5 Things People Still Don’t Understand About Credit
When considering how significant of an impact good or bad credit can have on our lives, it’s surprising to see how many people still know absolutely nothing about how credit works. It has been estimated that over 40% of all Americans have no idea what their credit score is, which is shocking. Credit is also routinely misused because of common myths and misconceptions about it. Making one mistake with your credit earlier on could have repercussions for the rest of your life, and you can’t afford to be in the dark about a subject as important as credit. Here are a few things many people still don’t get about credit.
You Can Repair Your Credit
A lot of people think that repairing your credit is something you can’t do voluntarily. But that couldn’t be farther from the truth. If bad actions can hurt our credit, good actions will help it, and all you have to do is to perform good actions that will benefit your credit.

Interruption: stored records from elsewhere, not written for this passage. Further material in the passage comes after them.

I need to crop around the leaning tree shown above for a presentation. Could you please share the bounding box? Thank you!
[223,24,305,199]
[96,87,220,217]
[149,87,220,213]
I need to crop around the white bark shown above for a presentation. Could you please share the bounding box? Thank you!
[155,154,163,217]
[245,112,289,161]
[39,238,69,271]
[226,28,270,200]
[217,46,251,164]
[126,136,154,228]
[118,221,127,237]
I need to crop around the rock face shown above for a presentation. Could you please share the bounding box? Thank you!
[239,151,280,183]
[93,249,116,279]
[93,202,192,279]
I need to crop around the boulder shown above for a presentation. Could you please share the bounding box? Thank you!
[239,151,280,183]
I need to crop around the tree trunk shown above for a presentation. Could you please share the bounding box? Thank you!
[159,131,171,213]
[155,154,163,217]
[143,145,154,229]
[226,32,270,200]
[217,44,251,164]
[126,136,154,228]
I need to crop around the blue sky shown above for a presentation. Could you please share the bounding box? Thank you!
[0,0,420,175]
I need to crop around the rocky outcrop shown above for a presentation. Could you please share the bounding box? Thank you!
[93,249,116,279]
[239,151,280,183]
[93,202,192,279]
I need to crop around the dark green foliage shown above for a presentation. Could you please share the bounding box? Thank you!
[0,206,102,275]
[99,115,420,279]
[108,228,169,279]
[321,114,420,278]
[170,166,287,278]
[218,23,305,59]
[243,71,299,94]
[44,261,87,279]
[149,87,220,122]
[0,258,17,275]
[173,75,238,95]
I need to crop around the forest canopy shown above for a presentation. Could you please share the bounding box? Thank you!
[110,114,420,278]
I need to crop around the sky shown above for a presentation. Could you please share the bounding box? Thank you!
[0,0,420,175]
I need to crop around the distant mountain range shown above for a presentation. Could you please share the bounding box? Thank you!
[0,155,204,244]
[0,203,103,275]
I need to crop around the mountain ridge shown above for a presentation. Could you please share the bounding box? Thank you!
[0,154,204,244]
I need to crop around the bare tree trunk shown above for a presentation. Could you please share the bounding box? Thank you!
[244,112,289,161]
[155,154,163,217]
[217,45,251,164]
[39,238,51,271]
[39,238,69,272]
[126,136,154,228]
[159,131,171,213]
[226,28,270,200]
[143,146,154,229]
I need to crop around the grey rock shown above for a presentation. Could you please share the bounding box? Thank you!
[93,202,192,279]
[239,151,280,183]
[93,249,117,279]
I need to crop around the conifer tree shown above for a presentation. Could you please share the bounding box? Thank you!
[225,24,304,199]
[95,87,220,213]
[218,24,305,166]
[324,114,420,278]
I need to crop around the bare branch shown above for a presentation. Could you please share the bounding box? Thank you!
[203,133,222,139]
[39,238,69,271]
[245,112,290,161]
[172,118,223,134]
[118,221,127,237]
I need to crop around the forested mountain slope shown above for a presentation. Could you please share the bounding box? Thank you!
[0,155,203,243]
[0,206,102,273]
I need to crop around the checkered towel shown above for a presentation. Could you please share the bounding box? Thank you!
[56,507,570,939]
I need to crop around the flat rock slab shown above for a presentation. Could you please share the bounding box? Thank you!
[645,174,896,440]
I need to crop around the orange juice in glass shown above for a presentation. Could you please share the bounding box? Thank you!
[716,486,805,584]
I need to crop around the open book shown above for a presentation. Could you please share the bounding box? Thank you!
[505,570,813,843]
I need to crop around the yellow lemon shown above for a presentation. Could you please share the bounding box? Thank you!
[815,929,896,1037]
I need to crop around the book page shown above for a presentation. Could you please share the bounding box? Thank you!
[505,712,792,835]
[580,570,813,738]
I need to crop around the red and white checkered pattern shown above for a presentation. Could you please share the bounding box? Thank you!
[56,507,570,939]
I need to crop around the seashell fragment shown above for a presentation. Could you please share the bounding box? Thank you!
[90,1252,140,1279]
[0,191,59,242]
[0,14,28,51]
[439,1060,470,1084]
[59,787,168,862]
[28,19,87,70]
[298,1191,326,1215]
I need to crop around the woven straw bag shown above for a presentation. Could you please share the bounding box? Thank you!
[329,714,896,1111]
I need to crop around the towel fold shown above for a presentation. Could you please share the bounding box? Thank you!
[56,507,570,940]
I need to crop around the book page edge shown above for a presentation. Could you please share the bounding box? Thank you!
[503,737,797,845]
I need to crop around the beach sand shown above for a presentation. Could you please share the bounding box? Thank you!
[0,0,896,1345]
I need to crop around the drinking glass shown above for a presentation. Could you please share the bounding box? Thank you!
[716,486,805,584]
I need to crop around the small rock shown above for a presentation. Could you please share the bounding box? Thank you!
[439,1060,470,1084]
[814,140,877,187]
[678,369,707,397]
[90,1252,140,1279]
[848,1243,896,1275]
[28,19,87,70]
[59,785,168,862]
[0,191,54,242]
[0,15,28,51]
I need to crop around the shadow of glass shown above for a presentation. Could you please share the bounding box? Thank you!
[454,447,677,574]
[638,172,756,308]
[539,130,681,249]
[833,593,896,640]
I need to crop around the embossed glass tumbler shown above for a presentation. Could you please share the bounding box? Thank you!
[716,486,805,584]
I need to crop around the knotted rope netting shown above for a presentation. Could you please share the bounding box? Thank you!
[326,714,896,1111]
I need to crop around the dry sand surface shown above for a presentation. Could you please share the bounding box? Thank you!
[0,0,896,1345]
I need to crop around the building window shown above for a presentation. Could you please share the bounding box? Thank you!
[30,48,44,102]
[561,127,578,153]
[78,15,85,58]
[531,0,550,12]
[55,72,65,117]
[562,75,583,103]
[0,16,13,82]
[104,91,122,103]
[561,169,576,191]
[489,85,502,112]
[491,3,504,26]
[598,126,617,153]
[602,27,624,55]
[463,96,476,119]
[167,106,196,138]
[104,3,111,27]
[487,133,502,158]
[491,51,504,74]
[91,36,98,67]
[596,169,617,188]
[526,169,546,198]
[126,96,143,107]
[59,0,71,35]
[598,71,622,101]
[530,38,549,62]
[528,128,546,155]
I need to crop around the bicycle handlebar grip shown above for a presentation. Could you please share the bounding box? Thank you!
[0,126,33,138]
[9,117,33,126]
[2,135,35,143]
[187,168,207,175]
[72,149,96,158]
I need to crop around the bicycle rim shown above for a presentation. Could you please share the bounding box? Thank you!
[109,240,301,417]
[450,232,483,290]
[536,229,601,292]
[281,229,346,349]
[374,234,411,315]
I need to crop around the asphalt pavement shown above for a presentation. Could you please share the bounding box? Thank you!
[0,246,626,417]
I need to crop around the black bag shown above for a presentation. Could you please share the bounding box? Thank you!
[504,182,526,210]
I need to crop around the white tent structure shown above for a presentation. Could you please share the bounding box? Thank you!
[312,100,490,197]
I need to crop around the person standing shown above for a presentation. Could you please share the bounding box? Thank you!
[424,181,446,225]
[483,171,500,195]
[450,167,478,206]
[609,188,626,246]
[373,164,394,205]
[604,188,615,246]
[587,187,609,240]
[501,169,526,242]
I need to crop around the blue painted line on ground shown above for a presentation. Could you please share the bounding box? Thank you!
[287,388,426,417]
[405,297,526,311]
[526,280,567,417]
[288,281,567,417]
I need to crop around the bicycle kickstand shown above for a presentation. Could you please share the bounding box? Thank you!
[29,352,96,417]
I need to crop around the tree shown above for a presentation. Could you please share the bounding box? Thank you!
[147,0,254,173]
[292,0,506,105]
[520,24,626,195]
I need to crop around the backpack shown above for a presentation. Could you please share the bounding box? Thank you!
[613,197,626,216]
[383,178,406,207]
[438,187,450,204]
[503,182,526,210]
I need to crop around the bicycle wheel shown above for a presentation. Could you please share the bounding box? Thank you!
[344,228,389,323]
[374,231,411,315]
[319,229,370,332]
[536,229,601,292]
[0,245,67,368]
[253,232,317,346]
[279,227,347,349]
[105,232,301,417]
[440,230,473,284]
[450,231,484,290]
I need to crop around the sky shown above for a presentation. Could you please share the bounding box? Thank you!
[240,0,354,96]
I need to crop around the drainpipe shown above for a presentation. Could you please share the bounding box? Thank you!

One of the best ways to do this is to get a new credit card. This may sound counterintuitive, but your credit score is calculated based on financial activity. The goal is to generate as much positive activity as possible while reducing negative events.
You can go for a regular credit card if you are 100% positive that you can still qualify for one. If you’re unsure, you can go with a secured credit card as the activity on these will usually be reported to credit bureaus.
Using a credit card to repair our credit is probably the smartest way to use a credit card, but there are many others. If you want to learn a few tips on how to make your cards work for you and not against you, we suggest you check out this Tally article on the smartest ways to use a credit card. They give a few important tips on how to use a credit card responsibly. They even teach you how you could use a credit card as a budgeting tool and a few bad habits you should avoid at all costs.
Closing Credit Cards Will Improve My Credit
Wrong again. Showing positive activity on your credit report will benefit your credit score but having less activity will make no difference. It would actually be better to pay that card off in full and leave the account open. This way, you’ll be able to reduce your credit utilization ratio, which is one of the major factors that will affect your credit score.
There’s Nothing Wrong with Making Multiple Applications
We would like to say, however, that you have to be careful with the number of requests for credit that you make within a short period. This will be interpreted as a very bad thing by most credit bureaus and could hurt your credit.
That’s because it shows that you may be a bit too eager for money. That is a sign of financial distress, and it will be reflected in your score. If you’re going to apply for credit, choose a company that will perform a soft inquiry first. This is where they’ll be able to assess your financial and credit information without making a direct inquiry on your credit report. They will then be able to tell you if you have a realistic chance of being approved.
It’s Always Better to Pay the Minimum on Your Balance
This is one of the strangest and yet most widespread myths circulating about credit. There is this idea that credit card companies love people who constantly pay the minimum on their balance because it allows them to make more money on interest. What they don’t say is that these people are also huge risks for credit card companies and have a much higher chance of defaulting.
Pay your cards in full every single month if you can. If you have debt on multiple credit cards, pay off the one with the highest balance first. This will have the greatest effect on your credit score.
Income Affects Credit Score
Credit scores have little to do with your income, believe it or not. Someone can have a great income, but spend irresponsibly, while someone with a more modest income may be treating all of their accounts like gold. Your credit score is more a measure of your financial habits and your ability and willingness to make payments than your income. Financial institutions will look at your income when issuing a credit card or a loan, but your credit score will remain largely unaffected by it.
Credit is something you need to know as much as you can about, or you might have to deal with the consequences. Understanding credit will also allow you to use it properly and unleash its true power.